Senior Investigator, Lady Davis Institute
Associate Professor, McGill University
Herzl Family Practice Centre, Jewish General Hospital
Roland Grad started a family practice at the Herzl clinic in 1986. Ten years later, he completed graduate studies in Clinical Epidemiology and Biostatistics at McMaster University. Given his interest in research-based information, Dr. Grad studies the use of evidence in everyday clinical practice. Since 2003, his work to develop and validate the Information Assessment Method is funded by the Canadian Institutes of Health Research, the Canadian Medical Association and the Canadian Pharmacists Association. The Information Assessment Method is a promising tool for (1) knowledge translation research, focused on practice-based education and reflective learning, and (2) understanding how health professionals use research-based clinical information.
Major Research Activities
Dr. Grad's current research interests include knowledge translation research; primary health care; mixed methods research; information use; information assessment methods; clinical computer-mediated communication; clinical information retrieval technology; continuing professional development.
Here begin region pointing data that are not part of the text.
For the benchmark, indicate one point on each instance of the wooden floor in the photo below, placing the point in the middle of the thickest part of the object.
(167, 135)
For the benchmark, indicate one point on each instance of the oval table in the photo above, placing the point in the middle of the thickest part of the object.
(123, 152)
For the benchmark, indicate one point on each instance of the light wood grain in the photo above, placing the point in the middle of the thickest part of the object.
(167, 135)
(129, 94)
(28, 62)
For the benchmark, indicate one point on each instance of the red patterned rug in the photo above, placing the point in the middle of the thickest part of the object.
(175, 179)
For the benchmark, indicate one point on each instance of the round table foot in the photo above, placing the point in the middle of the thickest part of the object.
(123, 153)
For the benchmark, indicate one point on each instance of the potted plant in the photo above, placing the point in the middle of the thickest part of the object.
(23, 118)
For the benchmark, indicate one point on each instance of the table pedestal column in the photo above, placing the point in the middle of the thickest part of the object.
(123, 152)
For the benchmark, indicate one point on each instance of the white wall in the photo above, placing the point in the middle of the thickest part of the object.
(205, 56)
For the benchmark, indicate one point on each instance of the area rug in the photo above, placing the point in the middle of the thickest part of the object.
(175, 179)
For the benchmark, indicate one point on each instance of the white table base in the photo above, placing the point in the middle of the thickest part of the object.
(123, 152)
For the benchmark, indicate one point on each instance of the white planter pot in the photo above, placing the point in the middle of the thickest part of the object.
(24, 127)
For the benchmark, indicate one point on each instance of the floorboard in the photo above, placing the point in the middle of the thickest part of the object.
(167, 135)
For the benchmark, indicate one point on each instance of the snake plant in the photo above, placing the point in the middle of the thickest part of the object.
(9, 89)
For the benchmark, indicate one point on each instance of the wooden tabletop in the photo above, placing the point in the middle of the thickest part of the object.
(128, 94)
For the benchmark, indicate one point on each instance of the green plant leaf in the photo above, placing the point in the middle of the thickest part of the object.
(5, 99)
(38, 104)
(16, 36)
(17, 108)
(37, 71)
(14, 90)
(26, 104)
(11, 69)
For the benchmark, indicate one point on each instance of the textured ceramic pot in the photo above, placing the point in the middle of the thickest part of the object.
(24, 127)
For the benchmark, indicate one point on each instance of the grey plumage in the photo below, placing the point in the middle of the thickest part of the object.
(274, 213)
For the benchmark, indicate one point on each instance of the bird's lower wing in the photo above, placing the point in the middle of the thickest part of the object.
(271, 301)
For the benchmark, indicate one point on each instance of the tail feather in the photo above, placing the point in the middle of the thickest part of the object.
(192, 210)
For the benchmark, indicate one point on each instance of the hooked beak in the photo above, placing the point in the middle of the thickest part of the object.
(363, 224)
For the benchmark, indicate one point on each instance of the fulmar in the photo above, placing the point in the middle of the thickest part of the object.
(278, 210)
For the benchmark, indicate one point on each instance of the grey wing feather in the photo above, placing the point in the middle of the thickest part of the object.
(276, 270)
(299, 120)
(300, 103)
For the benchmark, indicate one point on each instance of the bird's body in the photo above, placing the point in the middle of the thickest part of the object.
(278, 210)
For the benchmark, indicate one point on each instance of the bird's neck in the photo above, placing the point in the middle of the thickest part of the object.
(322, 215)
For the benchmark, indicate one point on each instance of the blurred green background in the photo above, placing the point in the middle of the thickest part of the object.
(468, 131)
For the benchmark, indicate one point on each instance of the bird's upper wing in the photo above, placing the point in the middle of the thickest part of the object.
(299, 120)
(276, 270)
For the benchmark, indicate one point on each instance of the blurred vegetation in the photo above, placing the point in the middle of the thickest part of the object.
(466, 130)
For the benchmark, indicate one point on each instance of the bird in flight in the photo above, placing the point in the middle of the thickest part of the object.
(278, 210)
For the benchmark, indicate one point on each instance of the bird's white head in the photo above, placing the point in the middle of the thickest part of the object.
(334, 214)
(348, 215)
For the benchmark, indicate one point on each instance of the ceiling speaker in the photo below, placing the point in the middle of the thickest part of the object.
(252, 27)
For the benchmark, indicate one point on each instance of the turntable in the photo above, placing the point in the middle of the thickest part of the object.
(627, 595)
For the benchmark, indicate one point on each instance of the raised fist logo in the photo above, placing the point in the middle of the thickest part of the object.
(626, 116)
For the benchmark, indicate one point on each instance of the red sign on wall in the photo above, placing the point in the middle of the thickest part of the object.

Pluye P, Grad RM, Johnson-Lafleur, J et al. The Number Needed to Benefit from Information (NNBI): Proposal from a mixed methods research study with practicing family physicians. Annals of Family Medicine 2013;11(6):559-67.
Grad RM, Pluye P, Granikov V, Johnson-Lafleur J, Shulha M et al. Physicians’ assessment of the value of clinical information: Operationalization of a theoretical model. Journal of the American Society for Information Science and Technology 2011; 62(10):1884-1891.
Grad RM, Pluye P, Johnson-Lafleur J, Granikov V, Shulha M, Bartlett G, Marlow B. Do Family Physicians Retrieve Synopses of Clinical Research Previously Read as Email Alerts? Journal of Medical Internet Research 2011;13(4):e101.